Police Line

January 5, 2021

Brian Knowler: The Police Officer Who Won’t Let PTSD Win

January 5, 2021

January 5, 2021

A Desire to Help

Brian Knowler PTSD

When we are kids, we often idolize the “helpers” around us. Firefighters, police, and soldiers tend to loom larger than life in the eyes of many kids, and some spend at least a part of their childhood pretending to be one of them.  Sometimes those dreams stick, and the child grows up to become what they revered.  Brian Knowler is an officer with the Ontario Provincial Police (OPP), a service that is akin to the state police units in the United States.  He readily tells you that he wanted to be a policeman when he was young, so it’s not strange that he ended up in this position. 

Brian’s story doesn’t involve high-speed chases, shootouts, or saving small children from kidnappers.  It could, if he chose to focus on those things, but he doesn’t.  Instead, what comes through are a few incidents that highlight his conscious choices to help people around him, even the person staring back at him from the mirror.  The story begins with Brian in law school, looking forward to a career of helping people. However, his time there, however, was quickly soured by unhealthy competition amongst his peers. 

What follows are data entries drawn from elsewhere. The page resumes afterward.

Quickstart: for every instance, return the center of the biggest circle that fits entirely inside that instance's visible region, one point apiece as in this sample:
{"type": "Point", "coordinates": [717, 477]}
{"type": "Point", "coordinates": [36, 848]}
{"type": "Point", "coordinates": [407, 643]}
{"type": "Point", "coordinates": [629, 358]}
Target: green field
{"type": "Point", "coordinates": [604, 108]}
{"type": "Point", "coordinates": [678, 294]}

Brian recalls his time in the University of Windsor law program, “After my first year of law school, I was pretty disillusioned.  My class was really cut-throat.  I’m not sure why my particular year of 94 to 97 was that way.  Windsor was normally a fairly liberal institution.  A big emphasis on social justice and legal clinics, stuff like that.  So I was quite surprised when my classmates turned out to be so cut-throat.  You know, things like hiding law books that you needed for certain projects.  Roommates, who were competing for the same job, shredding each other’s mail and erasing answering machine messages.  This is all pretty much pre-email and electronic communications, you know. 

“All these people are aspiring for a corner office on Bay Street in downtown Toronto and I don’t want that.  I just want to help the little guy. I enjoyed law school, I loved the challenges of research and writing and the discourse back and forth, but the end game that most people shot for was kind of the route of ‘You get in with a good firm, you spend a couple of years and then you become an associate, and then you become a partner.’ That just didn’t appeal to me.”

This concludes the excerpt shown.